The COSS received two packs: one using separated working and the other for pre-booked line blockages. Colas told the RAIB that they expected the COSS to use the separated option but, if moving nearer than two metres of the line became necessary, work would be stopped, the areas marked, and work completed with the line blocked.

The COSS became aware that the distance between the troughing and the nearest rail was reducing so went ahead southwards to check if the group could continue under a separated system. The COSS became remote from the group so there was no one close enough to warn of an approaching train.

On-train CCTV images show that, due to overhanging vegetation, the COSS was obscured from the train driver’s view until only five seconds before the train passed. The COSS moved clear with just two seconds to spare. The driver reported the near miss to the signaller. The Rule Book is clear and specific: “the COSS is mandated to remain with the work group to advise and observe personally at all times”.

Overspeed at Spital Junction, Peterborough

On 16 September, RAIB released its report 10/2024 on this incident which occurred on 4 May last year. At 09:54, the Grand Central Sunderland to London Kings Cross passenger train went over three sets of points at the excessive speed of 66mph. The permitted speed is 30mph reducing to 25mph. Passengers were thrown from their seats and received minor injuries.
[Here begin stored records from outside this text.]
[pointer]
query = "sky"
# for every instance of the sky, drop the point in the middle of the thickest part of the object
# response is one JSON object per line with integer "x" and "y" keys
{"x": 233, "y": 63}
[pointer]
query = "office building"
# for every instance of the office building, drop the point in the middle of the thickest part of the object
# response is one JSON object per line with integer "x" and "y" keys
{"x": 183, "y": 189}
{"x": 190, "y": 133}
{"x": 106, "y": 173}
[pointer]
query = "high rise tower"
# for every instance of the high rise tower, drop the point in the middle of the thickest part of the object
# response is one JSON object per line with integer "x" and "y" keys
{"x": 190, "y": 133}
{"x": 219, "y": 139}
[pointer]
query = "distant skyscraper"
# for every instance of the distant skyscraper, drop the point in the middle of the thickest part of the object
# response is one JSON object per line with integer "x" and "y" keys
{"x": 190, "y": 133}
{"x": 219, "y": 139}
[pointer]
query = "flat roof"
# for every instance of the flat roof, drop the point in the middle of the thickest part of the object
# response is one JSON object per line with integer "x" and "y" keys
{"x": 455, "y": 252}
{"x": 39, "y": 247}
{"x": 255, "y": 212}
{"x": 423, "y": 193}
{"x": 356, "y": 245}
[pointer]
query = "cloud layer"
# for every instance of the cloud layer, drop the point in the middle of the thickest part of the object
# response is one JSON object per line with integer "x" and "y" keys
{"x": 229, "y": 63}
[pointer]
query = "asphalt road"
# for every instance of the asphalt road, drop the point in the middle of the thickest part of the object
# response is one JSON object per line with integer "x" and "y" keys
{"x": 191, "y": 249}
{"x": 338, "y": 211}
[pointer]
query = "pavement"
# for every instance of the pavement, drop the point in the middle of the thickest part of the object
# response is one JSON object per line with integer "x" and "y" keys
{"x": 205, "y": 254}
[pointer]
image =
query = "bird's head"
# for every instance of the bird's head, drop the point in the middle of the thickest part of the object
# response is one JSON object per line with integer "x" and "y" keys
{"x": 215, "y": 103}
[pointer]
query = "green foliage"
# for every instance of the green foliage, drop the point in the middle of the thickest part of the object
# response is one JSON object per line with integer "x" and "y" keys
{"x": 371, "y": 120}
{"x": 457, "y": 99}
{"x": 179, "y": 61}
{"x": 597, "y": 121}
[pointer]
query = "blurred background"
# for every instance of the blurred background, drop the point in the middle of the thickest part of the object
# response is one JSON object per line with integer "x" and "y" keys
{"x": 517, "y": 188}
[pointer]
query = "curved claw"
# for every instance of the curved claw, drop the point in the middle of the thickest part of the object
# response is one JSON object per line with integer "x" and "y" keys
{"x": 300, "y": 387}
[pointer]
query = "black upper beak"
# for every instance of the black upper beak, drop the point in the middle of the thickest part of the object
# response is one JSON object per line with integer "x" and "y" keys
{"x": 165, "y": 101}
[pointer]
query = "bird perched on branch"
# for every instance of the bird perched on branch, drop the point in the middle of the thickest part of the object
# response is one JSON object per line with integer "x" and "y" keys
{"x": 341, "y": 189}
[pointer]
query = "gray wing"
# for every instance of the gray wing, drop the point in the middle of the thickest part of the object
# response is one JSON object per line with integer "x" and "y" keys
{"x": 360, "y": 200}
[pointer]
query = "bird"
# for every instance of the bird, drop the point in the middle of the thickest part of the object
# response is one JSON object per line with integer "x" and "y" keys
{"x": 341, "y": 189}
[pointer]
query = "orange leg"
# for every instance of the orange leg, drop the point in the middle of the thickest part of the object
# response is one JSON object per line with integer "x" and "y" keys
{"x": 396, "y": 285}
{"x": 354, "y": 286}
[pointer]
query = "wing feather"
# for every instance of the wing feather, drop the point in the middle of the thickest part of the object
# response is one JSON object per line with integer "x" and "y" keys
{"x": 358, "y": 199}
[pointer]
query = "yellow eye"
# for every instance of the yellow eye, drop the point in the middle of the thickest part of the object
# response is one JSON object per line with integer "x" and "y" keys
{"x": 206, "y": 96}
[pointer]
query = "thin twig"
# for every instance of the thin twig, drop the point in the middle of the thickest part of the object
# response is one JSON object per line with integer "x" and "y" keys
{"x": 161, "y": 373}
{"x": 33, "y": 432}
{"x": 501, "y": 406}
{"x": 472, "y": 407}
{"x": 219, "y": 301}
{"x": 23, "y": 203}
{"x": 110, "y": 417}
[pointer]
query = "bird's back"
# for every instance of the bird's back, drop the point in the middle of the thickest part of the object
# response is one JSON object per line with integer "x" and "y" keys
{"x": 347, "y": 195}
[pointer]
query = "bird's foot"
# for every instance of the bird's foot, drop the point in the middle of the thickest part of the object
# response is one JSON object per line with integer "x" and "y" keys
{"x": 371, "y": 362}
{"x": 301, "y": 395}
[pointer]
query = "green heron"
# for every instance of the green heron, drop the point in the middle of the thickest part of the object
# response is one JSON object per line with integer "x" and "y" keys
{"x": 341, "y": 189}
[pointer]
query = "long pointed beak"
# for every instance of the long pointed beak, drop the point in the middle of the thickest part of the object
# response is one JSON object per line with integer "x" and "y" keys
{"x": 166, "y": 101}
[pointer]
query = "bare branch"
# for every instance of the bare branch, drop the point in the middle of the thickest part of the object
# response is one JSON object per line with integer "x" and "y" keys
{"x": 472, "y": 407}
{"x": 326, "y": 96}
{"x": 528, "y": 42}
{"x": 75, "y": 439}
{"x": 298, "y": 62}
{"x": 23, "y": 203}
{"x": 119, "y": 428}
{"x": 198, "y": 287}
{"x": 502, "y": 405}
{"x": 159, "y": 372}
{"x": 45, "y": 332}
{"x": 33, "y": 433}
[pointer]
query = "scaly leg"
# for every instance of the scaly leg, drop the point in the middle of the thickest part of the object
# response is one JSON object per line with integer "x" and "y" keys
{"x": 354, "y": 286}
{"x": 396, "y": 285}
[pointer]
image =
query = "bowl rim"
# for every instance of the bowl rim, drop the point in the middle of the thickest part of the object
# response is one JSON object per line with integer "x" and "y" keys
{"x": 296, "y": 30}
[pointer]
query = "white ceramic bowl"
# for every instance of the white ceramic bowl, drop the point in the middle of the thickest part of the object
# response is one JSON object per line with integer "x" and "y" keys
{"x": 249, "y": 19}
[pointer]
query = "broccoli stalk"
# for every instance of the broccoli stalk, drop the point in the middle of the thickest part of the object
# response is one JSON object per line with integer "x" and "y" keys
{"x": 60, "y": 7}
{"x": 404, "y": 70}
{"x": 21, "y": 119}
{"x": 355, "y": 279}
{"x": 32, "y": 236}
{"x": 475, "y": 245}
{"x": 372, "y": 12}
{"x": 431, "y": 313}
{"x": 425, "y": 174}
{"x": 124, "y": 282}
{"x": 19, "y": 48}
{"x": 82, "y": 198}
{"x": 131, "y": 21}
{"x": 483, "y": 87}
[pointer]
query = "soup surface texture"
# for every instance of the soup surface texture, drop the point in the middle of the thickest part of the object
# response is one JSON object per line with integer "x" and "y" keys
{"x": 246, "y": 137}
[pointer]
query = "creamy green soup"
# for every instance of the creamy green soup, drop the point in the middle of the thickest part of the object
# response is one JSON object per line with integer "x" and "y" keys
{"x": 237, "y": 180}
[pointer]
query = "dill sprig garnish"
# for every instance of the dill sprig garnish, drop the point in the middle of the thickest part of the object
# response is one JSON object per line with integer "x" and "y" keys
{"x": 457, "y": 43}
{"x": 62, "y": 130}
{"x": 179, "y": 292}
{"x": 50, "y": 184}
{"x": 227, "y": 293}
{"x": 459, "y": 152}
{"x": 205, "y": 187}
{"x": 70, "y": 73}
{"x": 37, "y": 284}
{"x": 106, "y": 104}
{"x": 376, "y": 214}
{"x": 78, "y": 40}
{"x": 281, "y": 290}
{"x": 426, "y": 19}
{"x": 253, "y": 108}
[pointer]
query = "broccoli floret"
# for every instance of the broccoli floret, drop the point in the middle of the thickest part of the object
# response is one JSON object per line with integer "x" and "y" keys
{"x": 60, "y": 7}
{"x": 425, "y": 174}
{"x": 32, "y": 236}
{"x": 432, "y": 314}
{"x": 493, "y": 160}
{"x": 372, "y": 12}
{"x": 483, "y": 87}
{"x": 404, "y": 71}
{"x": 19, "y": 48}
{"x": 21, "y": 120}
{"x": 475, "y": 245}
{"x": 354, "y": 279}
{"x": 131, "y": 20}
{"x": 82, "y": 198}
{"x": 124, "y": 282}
The report says the driver’s expectation was for the train to be routed straight ahead and that “driver awareness was not sufficient to overcome the expectation”. RAIB found that Network Rail and East Coast Mainline train operators “did not effectively control the risk of overspeeding when signalling was changed in 2013” and that, following a similar incident in April 2022, Network Rail does not control the risk where there is a long distance between the approach signal and the junction once a proceed aspect has been given.
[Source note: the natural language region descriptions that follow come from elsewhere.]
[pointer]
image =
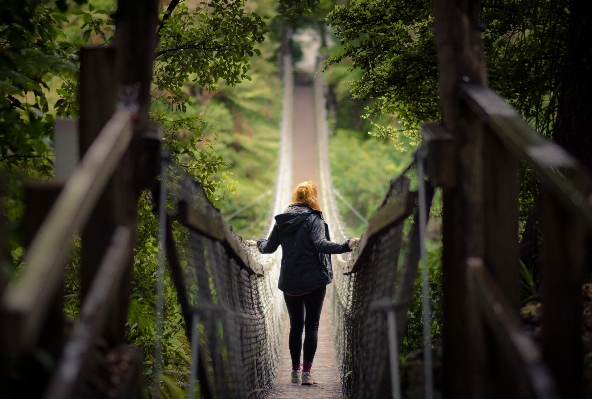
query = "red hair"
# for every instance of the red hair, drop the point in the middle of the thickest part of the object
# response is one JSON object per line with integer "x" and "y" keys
{"x": 306, "y": 194}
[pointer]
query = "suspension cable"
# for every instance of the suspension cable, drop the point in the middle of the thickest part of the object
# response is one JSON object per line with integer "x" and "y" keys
{"x": 425, "y": 288}
{"x": 162, "y": 214}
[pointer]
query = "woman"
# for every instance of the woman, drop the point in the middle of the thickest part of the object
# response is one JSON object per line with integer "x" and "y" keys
{"x": 305, "y": 271}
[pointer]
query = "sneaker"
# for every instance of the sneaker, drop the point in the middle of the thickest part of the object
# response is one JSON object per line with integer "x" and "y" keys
{"x": 308, "y": 379}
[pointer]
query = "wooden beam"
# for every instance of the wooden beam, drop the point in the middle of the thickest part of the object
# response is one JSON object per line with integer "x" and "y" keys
{"x": 573, "y": 186}
{"x": 93, "y": 316}
{"x": 563, "y": 256}
{"x": 389, "y": 215}
{"x": 39, "y": 199}
{"x": 215, "y": 227}
{"x": 512, "y": 345}
{"x": 460, "y": 58}
{"x": 26, "y": 301}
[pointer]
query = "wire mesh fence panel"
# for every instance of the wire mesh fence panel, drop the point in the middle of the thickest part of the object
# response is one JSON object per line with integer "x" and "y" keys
{"x": 241, "y": 319}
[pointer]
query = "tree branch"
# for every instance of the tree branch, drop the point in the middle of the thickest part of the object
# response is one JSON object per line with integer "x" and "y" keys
{"x": 24, "y": 156}
{"x": 197, "y": 46}
{"x": 172, "y": 5}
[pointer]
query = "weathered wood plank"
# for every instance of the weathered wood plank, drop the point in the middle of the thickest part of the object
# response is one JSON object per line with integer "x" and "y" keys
{"x": 98, "y": 98}
{"x": 573, "y": 186}
{"x": 218, "y": 229}
{"x": 460, "y": 58}
{"x": 93, "y": 316}
{"x": 563, "y": 257}
{"x": 513, "y": 346}
{"x": 39, "y": 199}
{"x": 440, "y": 160}
{"x": 390, "y": 214}
{"x": 27, "y": 300}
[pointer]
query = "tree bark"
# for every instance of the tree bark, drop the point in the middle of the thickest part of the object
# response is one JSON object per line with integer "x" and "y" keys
{"x": 574, "y": 118}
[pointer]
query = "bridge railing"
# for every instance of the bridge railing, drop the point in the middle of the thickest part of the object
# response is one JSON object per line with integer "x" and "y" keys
{"x": 475, "y": 154}
{"x": 493, "y": 280}
{"x": 374, "y": 284}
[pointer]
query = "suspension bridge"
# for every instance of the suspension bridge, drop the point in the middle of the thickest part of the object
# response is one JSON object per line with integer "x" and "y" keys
{"x": 234, "y": 314}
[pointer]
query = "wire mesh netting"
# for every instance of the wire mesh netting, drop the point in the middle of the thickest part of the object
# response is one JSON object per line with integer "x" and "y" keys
{"x": 361, "y": 300}
{"x": 239, "y": 316}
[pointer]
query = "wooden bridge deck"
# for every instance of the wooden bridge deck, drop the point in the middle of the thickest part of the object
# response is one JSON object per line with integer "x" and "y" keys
{"x": 324, "y": 369}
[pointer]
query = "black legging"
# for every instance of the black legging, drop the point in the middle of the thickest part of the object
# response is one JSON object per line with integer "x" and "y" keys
{"x": 313, "y": 303}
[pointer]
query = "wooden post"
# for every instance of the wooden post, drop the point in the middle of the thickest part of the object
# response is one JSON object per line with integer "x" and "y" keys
{"x": 135, "y": 40}
{"x": 98, "y": 96}
{"x": 460, "y": 58}
{"x": 562, "y": 259}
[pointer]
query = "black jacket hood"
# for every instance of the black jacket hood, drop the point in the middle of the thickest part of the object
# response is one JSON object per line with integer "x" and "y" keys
{"x": 294, "y": 216}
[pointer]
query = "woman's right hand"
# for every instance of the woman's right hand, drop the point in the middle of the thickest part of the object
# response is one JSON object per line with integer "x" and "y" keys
{"x": 353, "y": 242}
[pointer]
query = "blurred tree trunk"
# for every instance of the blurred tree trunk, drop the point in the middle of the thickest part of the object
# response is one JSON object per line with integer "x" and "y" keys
{"x": 574, "y": 115}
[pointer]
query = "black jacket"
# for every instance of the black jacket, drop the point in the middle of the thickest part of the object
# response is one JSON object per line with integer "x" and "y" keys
{"x": 304, "y": 237}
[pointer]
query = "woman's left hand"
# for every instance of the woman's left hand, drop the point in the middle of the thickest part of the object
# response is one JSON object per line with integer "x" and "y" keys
{"x": 352, "y": 242}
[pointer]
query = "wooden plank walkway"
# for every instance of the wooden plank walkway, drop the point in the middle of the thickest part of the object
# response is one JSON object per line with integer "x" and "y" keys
{"x": 324, "y": 368}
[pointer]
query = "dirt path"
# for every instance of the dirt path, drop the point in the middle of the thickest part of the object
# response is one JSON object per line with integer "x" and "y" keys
{"x": 324, "y": 368}
{"x": 305, "y": 167}
{"x": 304, "y": 144}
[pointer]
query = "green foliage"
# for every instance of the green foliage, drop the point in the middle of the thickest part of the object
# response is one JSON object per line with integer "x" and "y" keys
{"x": 361, "y": 172}
{"x": 393, "y": 45}
{"x": 206, "y": 45}
{"x": 413, "y": 339}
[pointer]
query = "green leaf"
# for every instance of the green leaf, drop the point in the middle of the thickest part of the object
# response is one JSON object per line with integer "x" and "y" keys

RAIB has made four recommendations:

  • Grand Central is to review and amend its training and competence management process to provide its drivers with the necessary non-technical skills or additional strategies to manage the risk at signals showing different aspects to those usually encountered.
  • Network Rail and train operators are to review the processes by which they derive, share and implement safety learning from accidents and incidents.
  • Rail Safety and Standards Board (RSSB) are to review the standards specifying relative brightness of main aspects and junction indicators to understand the effects on conspicuity of the complete signal up to the maximum distance at which the signal is required to be readable.
  • Network Rail is to manage the risk of a driver not seeing a route indication because of the gradual reduction of light output of LED signals which reduces over time.

RAIB Chief Inspector Andrew Hall summed up the situation, stating that: “An underlying factor behind this incident was that neither Network Rail or the East Coast Mainline Operators effectively controlled the risk of overspeeding at Spital Junction both at the time the protecting signal was changed in 2014 or following the previous incident in 2022.”